Performance work in this repository is part of the public engineering contract. A solver optimization is not "done" because it passes semantic tests or because a benchmark still times out. It must leave executable evidence about the operational shape it changed.
This document applies to solver, routing, optimization, benchmark, ICCMA, ABA, SAT, ASP, and worker-process research.
Before implementing or salvaging a performance route, state at least one operational contract that can fail before the full benchmark gate. Good contracts include:
- bounded solver calls;
- route selection or route rejection;
- reduced residual size;
- skipped bad path;
- reduced materialization count;
- stable telemetry shape;
- calibrated wall-clock budget;
- subprocess/profiler evidence that the bottleneck moved.
Semantic correctness is still required, but it is not enough. A full benchmark may remain the final promotion gate; it must not be the first executable signal that a route is operationally hopeless.
Use the smallest executable surface that proves the intended shape:
tests/test_performance_contracts.pyfor shared calibration helpers, opt-in wall-clock smoke contracts, and route-level invariants.- Solver-specific tests next to the solver surface, for example
tests/structured/aba/for ABA route and telemetry contracts. tests/interop/for ICCMA runner behavior, timeout-row handling, and trace comparison.tests/performance_contracts.pyfor reusable budget helpers and environment variables.
Wall-clock contracts must be opt-in or calibrated. Deterministic telemetry, route predicates, solver-call counts, and residual-size contracts should run normally.
Use the calibration helper rather than hardcoding a raw timing guess:
uv run tools\perf_calibrate.py --output .\perf-calibration.json
$env:ARGUMENTATION_PERF_CALIBRATION = ".\perf-calibration.json"
$env:ARGUMENTATION_PERF_CONTRACTS = "1"
uv run pytest tests\test_performance_contracts.py -qThe helper records machine shape and median timings for small reference tasks.
tests/performance_contracts.py scales opt-in budgets from that payload and
falls back to conservative local budgets when no calibration file is supplied.
Use py-spy on the real hot process before abandoning an experiment or
choosing the next optimization. If the heavy work happens in a child solver or
worker process, profiling only the wrapper is not evidence.
Useful patterns:
py-spy record -o profile.svg -- uv run tools\run_aba_10x10_fixture.py
py-spy top --pid <worker-or-solver-pid>Keep the profile tied to the route or benchmark row it explains. For ICCMA and ABA research, pair profiler output with the runner row, subtrack, instance id, timeout, backend, and route metadata.
Experiment records belong in experiments/, one file per experiment. Failed
or no-go records must state:
- profiler or operational measurement used;
- baseline or previous profile compared against;
- dominant cost before and after;
- whether the intended operational invariant changed;
- next target named by the evidence.
If a benchmark gate misses and no profiler-backed diagnosis has been recorded, the status is:
promotion no-go; diagnosis incomplete
That is not a complete experiment result, and it is not a true route failure.
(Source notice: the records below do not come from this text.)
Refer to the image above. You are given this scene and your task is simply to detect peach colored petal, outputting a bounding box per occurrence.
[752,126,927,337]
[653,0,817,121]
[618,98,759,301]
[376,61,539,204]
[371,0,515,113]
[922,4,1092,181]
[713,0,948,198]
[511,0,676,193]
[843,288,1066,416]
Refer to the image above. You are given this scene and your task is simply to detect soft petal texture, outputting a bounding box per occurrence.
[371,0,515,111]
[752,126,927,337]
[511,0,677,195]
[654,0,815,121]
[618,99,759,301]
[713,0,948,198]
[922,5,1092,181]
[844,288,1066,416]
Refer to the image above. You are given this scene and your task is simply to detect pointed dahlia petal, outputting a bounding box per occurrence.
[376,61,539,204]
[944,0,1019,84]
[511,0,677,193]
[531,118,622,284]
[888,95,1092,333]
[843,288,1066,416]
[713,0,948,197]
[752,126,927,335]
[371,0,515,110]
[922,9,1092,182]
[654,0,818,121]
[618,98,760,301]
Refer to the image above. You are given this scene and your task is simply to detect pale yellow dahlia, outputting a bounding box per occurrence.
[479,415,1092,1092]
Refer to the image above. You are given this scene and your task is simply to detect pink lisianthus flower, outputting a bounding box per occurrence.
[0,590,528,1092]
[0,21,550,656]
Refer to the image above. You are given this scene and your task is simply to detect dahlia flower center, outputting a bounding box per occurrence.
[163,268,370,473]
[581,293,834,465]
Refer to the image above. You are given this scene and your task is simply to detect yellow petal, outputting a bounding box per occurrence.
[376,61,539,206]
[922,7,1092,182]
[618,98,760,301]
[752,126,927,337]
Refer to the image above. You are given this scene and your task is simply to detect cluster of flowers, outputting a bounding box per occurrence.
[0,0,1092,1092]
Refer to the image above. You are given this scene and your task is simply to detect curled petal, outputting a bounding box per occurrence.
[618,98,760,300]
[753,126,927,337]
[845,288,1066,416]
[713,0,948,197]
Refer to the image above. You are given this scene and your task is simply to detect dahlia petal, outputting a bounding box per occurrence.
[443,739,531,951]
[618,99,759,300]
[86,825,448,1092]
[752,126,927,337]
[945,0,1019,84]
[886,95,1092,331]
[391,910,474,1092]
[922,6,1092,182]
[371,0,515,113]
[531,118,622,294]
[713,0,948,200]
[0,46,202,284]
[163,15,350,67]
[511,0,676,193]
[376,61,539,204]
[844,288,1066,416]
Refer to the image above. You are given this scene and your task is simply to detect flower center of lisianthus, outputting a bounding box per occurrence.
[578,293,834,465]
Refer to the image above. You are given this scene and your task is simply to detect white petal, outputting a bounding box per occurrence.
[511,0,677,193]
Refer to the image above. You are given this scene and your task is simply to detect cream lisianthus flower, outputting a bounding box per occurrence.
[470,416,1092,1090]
The ICCMA 2025 runner and related tools provide benchmark-level evidence:
tools/iccma2025_run_native.pyexecutes task rows and writes JSON/CSV artifacts.tools/run_aba_10x10_fixture.pyexercises the tracked ABA hard fixture.tools/aba_shape_benchmark.pyrecords ABA shape and route telemetry.tools/analyze_aba_route_evidence.pycompares solved/timeout route evidence.tools/speedscope_hot_frames.pyextracts hot-frame summaries from profiles.
Use these tools after the focused contract is in place. A benchmark gate may promote a route, but it should not be the only reason a route was selected.
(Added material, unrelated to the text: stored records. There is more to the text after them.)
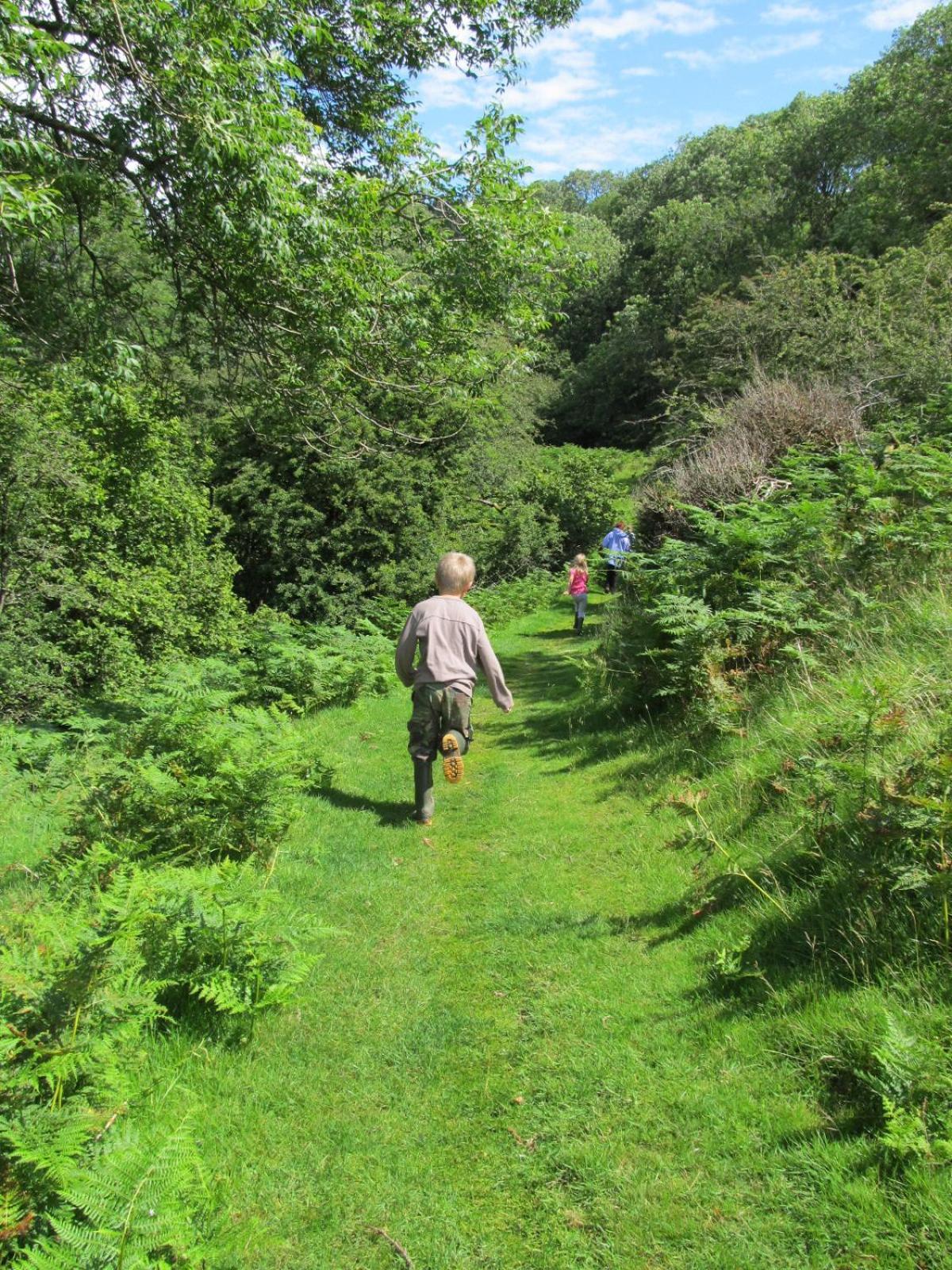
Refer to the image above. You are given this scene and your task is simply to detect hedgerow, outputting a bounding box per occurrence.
[601,398,952,728]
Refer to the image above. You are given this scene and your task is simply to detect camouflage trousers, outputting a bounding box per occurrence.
[406,683,472,758]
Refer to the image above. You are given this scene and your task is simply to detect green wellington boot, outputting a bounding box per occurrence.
[414,758,434,824]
A performance change is promotable when all of these are true:
- Semantic tests pass for the affected surface.
- The operational contract passes and names the intended route or bottleneck.
- The benchmark or focused runner gate improves, or a profiler-backed record explains why promotion is a no-go.
- Documentation or experiment notes state what changed, what stayed expensive, and what evidence should guide the next attempt.
Do not revive failed production paths merely because they pass semantic tests. Import only the assets that enforce or explain the operational contract: tests, telemetry, route predicates, calibration helpers, benchmark runner fixes, page citations, or failure records.